An insertion caller for Illumina paired-end WGS data.
There are three options for obtaining INSurVeyor: conda, singularity and compiling the source code.
To avoid conflicts with other packages, it is recommended to install insurveyor in a dedicated environment:
conda create -n insurveyor-env -c bioconda -c conda-forge insurveyor
conda activate insurveyor-env
insurveyor.py --version
The latest image can be obtained under Releases.
In order to compile the code, the following are required:
- A C and a C++ compiler are required. If the GCC suite is used, version 4.9.3 or above is required.

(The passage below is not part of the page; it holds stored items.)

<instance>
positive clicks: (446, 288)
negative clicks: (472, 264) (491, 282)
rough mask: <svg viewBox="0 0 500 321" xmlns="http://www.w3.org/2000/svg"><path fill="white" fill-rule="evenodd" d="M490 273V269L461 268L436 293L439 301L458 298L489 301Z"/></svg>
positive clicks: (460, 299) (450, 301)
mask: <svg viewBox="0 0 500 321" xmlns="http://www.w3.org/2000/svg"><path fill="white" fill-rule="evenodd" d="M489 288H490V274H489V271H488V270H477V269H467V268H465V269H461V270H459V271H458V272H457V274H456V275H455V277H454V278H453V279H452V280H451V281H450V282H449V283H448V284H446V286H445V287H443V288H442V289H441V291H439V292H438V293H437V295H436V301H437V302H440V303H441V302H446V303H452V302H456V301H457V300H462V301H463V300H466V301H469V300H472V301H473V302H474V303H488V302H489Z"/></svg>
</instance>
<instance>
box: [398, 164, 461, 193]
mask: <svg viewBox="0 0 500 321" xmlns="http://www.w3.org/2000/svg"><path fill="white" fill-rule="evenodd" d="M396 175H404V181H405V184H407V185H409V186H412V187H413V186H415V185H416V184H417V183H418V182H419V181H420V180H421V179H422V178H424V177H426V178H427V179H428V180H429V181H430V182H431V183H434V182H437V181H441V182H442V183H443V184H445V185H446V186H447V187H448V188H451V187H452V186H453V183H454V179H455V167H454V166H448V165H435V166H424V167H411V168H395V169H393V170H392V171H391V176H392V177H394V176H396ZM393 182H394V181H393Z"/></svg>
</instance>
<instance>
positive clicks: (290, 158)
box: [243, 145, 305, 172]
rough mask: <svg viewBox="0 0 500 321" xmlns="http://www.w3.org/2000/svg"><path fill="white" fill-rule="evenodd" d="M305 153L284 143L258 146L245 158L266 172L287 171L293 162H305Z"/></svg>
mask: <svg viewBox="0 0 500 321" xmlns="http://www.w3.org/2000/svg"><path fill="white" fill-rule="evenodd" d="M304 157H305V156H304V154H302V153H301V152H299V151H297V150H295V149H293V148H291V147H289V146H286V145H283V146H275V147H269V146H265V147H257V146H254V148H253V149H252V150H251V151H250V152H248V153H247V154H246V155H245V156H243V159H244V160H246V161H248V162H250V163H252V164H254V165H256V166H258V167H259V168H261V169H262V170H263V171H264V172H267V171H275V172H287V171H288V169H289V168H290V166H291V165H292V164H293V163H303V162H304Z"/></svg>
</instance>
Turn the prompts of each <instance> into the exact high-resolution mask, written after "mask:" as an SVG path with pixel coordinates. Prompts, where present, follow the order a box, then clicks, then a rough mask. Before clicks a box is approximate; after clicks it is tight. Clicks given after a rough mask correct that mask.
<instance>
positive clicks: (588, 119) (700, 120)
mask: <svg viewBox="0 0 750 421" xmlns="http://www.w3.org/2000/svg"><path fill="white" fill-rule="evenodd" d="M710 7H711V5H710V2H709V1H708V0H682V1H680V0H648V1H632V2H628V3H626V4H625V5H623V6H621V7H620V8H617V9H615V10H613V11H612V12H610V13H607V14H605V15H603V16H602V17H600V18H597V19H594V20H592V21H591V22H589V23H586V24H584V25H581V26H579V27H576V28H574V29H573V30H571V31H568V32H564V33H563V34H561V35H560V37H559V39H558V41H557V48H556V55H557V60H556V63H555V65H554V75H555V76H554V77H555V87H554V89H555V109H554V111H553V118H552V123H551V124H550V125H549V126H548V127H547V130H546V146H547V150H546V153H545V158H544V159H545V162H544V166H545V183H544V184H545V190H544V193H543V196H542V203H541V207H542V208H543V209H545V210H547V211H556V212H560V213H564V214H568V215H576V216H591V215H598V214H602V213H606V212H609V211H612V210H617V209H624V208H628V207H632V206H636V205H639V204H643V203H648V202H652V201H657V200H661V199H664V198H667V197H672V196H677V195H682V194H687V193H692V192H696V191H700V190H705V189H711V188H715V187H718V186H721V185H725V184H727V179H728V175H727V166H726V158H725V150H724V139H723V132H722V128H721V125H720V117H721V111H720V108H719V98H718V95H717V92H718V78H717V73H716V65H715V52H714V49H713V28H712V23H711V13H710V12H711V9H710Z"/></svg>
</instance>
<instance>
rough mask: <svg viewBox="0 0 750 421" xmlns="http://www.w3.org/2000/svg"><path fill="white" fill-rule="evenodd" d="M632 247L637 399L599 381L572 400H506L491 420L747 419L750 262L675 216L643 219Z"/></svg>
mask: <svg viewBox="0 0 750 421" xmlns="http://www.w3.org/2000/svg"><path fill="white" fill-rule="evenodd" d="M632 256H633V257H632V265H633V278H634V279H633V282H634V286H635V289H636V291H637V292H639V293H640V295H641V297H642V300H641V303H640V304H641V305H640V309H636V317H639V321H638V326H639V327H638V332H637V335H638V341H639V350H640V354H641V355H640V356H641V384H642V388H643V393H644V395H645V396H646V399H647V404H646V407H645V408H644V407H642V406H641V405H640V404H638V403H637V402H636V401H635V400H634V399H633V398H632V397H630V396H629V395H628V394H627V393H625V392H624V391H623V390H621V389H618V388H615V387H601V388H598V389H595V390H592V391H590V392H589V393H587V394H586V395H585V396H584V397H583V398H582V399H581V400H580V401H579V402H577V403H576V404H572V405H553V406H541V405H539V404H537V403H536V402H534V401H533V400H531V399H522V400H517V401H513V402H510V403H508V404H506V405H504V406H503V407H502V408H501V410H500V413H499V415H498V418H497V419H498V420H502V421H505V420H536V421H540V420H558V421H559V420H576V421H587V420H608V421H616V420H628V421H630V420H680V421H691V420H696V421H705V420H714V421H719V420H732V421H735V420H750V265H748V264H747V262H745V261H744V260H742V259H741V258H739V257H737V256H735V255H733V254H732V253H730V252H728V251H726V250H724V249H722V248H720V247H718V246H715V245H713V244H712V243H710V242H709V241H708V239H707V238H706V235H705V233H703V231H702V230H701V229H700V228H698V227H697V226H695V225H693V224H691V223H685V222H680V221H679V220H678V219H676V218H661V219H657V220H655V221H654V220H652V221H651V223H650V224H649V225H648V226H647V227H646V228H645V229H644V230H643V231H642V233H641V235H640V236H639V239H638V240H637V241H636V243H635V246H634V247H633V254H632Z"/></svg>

- A recent version of CMake (3.5 or above)
The following commands should be sufficient:
git clone https://github.com/kensung-lab/INSurVeyor
cd INSurVeyor/
./build_htslib.sh
cmake -DCMAKE_BUILD_TYPE=Release . && make
It is recommended to build the version of htslib provided with the code by using the provided build_htslib.sh. autoconf (https://www.gnu.org/software/autoconf/) and zlib development files (http://zlib.net) are required. On Ubuntu, they can be installed with
sudo apt-get install autoconf zlib1g-dev
Alternatively, build_htslib_full.sh will build a version of htslib with support for bz2, lzma and curl, but development files for all three must be installed.
If the provided htslib is not built correctly, the building process will search for an installed copy. Version 1.13 or higher is required.
For further information on htslib, please refer to https://github.com/samtools/htslib
Python is necessary to run INSurVeyor. Libraries NumPy (http://www.numpy.org/), PyFaidx (https://github.com/mdshw5/pyfaidx) and PySam (https://github.com/pysam-developers/pysam) are required. If Python 2 is used, numpy 1.16.6, pyfaidx 0.5.9 and pysam 0.16.0.1 are the recommended (i.e., tested) versions. If Python 3 is used, then numpy 1.21.2, pyfaidx 0.5.9.1 and pysam 0.16.0.1 were tested.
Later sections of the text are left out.